MRI Plus believes it has acted in accordance with the instructions and strongly denies any suggestion that it didn’t perform correct scans.  

But, I was informed by you that you could get a 50% refund after you had contacted the firm. So you’ve only spent one scan, but you were able to return the money for the other, the one you believe was incorrect, and the cost of the CD report.

Fortunately, the funds of £204.50 have been confirmed to be returned to you imminently and you have said you are happy with the decision.  

A fraud victim was frustrated when Three said to cancel his direct debit to resolve the issue

Three offered to cancel the direct debit of a fraud victim in order to solve the problem.

Missing: Here’s this week’s nice and naughty list

Every week I review companies who have not met expectations and those who have done extra for their customers.

Miss:Imran the reader had to fight with his phone network last week. Three.

“I was contacted by fraudsters, claiming that they were Carphone Warehouse. The call came at the same time as my contract was ending.

‘They offered me an IPhone 13 Pro Max with unlimited data at £35 a month which I agreed to. It turned out that they were scammers and took out multiple contracts under my name, one with O2 as well as one with Three.

‘O2 investigated my case and as a result closed the case and removed the fraud from my credit file, dealing with this in under 10 days. 

“However, Three said that it had been looking into the matter for over a month, but couldn’t provide any answers. The direct debit would most likely be resolved in bad credit. I was told to cancel it. What do I do now?

O2 was able to resolve the issue instantly, while Three took over a month to fix the problem and even advised you to stop your direct debit.

I called the company to inquire why it took so long to resolve the issue.

A spokesperson for Three said that Imran was having difficulty closing his account. Our customer service wasn’t up to the usual high standards.

“We have since reported the account fraudulent and offered the customer both a full refund and a gesture to goodwill. This experience has prompted us to conduct further training for our employees.

Luckily, this has been sorted, and you received a goodwill gesture of £100, but it is a good reminder to customers to be aware when receiving any phone calls from someone trying to sell you something. 

Hit: A happier note is this: An anonymous reader, who wishes to remain anonymous, has praised the week’s accomplishments. Mobile Hut‘s customer service.
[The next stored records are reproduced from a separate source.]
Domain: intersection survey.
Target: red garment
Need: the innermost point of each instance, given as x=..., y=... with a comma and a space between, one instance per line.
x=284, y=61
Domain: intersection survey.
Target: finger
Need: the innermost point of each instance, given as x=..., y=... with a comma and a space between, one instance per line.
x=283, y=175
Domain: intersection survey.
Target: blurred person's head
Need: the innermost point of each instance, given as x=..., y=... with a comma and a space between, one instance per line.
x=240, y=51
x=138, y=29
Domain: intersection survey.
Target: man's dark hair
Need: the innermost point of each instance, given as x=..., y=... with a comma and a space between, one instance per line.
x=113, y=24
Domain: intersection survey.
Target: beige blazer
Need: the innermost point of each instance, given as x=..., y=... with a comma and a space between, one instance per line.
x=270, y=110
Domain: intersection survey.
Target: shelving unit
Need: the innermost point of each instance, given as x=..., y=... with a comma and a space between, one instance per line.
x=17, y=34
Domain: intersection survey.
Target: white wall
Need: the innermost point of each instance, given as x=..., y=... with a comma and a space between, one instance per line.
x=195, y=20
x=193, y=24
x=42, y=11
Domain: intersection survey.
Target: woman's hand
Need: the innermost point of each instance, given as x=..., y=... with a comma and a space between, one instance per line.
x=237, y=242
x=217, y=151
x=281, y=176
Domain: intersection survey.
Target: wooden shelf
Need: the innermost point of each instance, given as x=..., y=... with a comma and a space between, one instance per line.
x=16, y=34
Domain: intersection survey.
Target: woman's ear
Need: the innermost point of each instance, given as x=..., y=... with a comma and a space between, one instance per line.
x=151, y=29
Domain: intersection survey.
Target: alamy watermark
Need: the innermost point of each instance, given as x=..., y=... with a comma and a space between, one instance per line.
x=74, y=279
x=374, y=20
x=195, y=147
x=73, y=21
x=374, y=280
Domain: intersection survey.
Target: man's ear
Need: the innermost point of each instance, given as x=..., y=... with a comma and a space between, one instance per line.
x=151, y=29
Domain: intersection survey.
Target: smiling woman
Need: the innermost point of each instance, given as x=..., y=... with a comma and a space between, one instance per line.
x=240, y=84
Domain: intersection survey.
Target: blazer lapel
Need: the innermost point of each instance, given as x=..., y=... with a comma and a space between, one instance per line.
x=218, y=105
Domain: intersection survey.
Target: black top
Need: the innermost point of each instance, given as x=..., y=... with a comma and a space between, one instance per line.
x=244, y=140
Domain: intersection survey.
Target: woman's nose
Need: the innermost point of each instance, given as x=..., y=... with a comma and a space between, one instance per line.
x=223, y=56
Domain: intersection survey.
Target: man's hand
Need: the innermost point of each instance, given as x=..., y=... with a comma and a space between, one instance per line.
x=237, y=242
She said: ‘My old-school Nokia mobile suffered an unfortunate incident involving my handbag and a water bottle. 

“Despite the mobile’s stalwart status showing no signs or hope, my Nokia was saved by a Surrey-based tech geek and mobile genius. She survived another decade of heavy knocks and waterlogging. 

It was clear that the business wasn’t a scam and it is good to see that original Nokias, which were made to last, are still in operation.